Kimberly Yedellon addressed those who wondered if just being nice could be enough, instead of being made to feel bad about their whiteness. “I appreciate that question and I appreciate that perspective and I appreciate niceness,” she said. “But I have to say that niceness has not been enough for my daughter to have teachers who have the same skin color as her, niceness has not been enough that she hasn’t been called the n word by her classmates. Niceness has not saved her from deciding to cut off her giant glorious Afro because it would probably maybe hopefully stop kids from putting their hands on it. It hasn’t been enough. It’s appreciated and I care and I understand where that’s coming from, I truly do and there is gratitude for that, but it’s not enough.”

Support for the CRT ban
Many parents still spoke of their concerns for the district’s current curriculum.

Danielle Neuschwanger noted that she spent 10 years in criminal justice and is a candidate for Colorado Governor. “I can personally speak to the fact the CRT, and let’s call it that, it’s not equity and inclusion training, it’s CRT, and for the purpose of this let’s go ahead and call it ‘Criminal Racist Trash,’ does not help your kids,” she said. “When you constantly tell your kids they’re not good enough based on how they look, based on their disabilities they will start to believe that psychological mantra and they will not succeed…We’re not teaching the right things. If you want to truly succeed in life, get back to a 1776 curriculum where the patriotism mattered and your kid’s skin color did not. We’ve gone away from teaching our kids to successfully manage conflict…If we gave our kids the opportunities and education tools to handle conflict, they’d be much more successful in life.”

“I’ve done a lot of research on Critical Race Theory and equity, inclusion diversity training.
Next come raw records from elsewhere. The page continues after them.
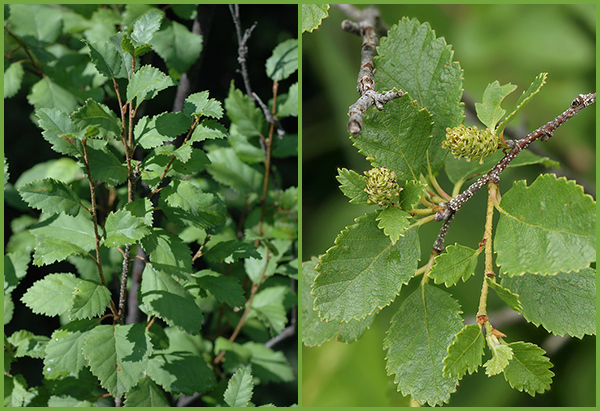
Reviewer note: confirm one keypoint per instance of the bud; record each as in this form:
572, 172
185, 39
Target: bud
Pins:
382, 187
470, 143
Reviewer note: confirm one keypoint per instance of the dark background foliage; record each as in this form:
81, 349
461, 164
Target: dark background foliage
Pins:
218, 66
508, 43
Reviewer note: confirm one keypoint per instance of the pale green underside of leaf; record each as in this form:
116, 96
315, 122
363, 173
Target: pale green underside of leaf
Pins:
363, 272
397, 137
555, 223
51, 196
413, 60
117, 355
461, 169
510, 298
489, 111
316, 332
457, 262
563, 304
312, 14
239, 388
465, 353
164, 297
417, 342
529, 370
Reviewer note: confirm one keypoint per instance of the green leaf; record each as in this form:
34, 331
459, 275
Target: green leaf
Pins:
51, 196
561, 304
13, 76
316, 332
353, 186
108, 59
457, 262
268, 306
397, 138
225, 289
164, 297
529, 370
117, 355
146, 83
239, 388
242, 111
460, 169
64, 354
145, 27
122, 228
363, 272
413, 60
93, 113
393, 222
284, 61
465, 352
312, 14
506, 295
106, 167
489, 111
198, 104
555, 223
55, 124
230, 251
525, 97
411, 194
184, 202
501, 356
417, 342
146, 394
47, 94
90, 300
227, 169
177, 46
52, 295
181, 372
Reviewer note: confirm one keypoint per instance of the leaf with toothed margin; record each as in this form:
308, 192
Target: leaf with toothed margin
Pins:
363, 272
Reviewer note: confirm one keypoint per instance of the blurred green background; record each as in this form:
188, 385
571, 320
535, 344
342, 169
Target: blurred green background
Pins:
509, 43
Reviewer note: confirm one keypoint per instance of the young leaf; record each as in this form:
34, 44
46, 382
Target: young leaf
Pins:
225, 289
465, 352
284, 61
117, 355
51, 196
52, 295
397, 138
563, 304
122, 228
525, 97
417, 343
457, 262
506, 295
239, 388
363, 272
489, 111
413, 60
64, 354
316, 332
393, 222
501, 356
555, 223
146, 83
353, 186
164, 297
177, 46
312, 14
146, 394
529, 370
89, 300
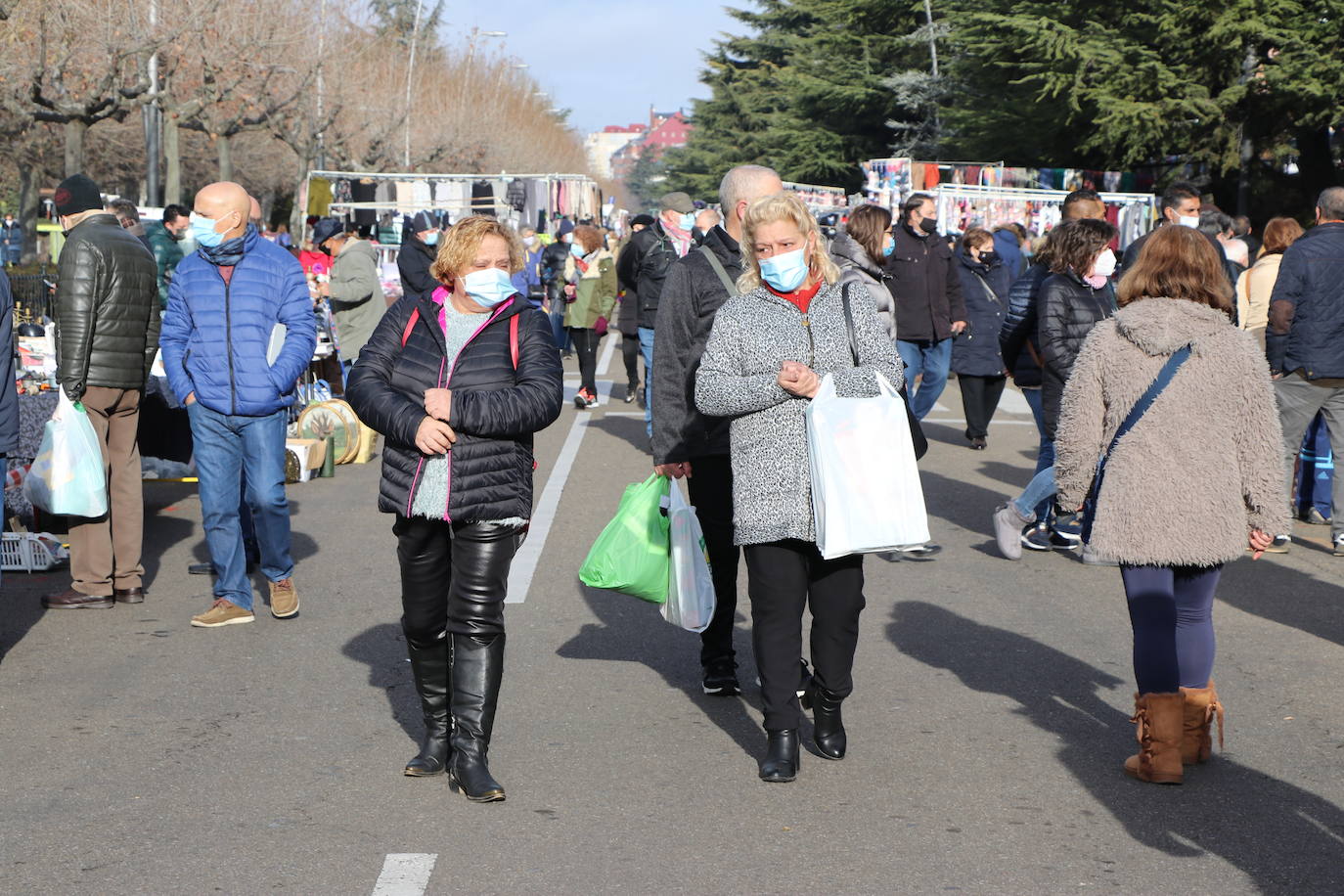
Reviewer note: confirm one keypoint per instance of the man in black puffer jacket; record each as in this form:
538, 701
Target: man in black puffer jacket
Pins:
107, 337
686, 442
420, 247
929, 304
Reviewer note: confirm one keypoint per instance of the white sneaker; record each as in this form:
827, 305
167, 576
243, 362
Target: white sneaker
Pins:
1008, 524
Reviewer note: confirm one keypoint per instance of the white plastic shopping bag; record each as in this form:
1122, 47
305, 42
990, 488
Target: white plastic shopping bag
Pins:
67, 475
690, 602
866, 492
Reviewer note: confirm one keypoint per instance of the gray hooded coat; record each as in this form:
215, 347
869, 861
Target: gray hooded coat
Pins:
753, 335
856, 266
1202, 467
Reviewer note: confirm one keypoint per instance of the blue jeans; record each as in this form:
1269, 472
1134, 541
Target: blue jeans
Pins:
1045, 457
933, 360
248, 453
647, 349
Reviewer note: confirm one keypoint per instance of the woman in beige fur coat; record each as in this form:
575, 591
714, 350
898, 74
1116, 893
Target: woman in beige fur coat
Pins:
1187, 489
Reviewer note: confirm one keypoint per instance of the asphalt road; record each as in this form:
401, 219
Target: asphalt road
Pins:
985, 734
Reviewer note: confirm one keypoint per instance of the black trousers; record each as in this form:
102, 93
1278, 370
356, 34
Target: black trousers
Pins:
784, 578
980, 396
585, 347
711, 493
631, 352
455, 576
I went through that discomfort,” said Michelle Duft, recalling feeling self-conscious when she found herself in a situation being the minority. “I realized CRT has changed me, but it was in a bad way, it wasn’t in a good way.”

“My wife and I have been raising and taking care of children of all different ethnic groups, from Africa and Asia, from New York City and New Jersey, from all over world,” said Tom Barber. “Our goal is to help these children express all their creativity and to grow and be successful in life. It’s not for the teachers to teach what they want, we as parents are involved and it’s part of being a team. None of us agree on everything but I hope we can keep working together and not put each other down because we disagree.”
“A lot of the push for Critical Race Theory is from leftist organizations and Marxist organizations like Black Lives Matter,” said Jan Barber, saying she was disturbed by the comments that Gomez’ proposal was not non-partisan. “It needs to be a balance, it doesn’t need to be politicized either way. I don’t want my black children that we’re raising right now being told they’re victims. And I don’t’ want my white children that we’re raising right now being told they’re bullies, and some of that is in some of this curriculum.”

Newly elected board president Tyler Martineau thanked the public for their comments and noted that the resolution would be reviewed and responded to by the school district in a timely manner. While the meeting ran until almost 11 p.m., many parents and community members stuck around to speak in support of the district’s mask mandate, speak against the lawsuit against the district, and generally express their support for Nichols, the school board, the administration and teachers of the Gunnison Valley.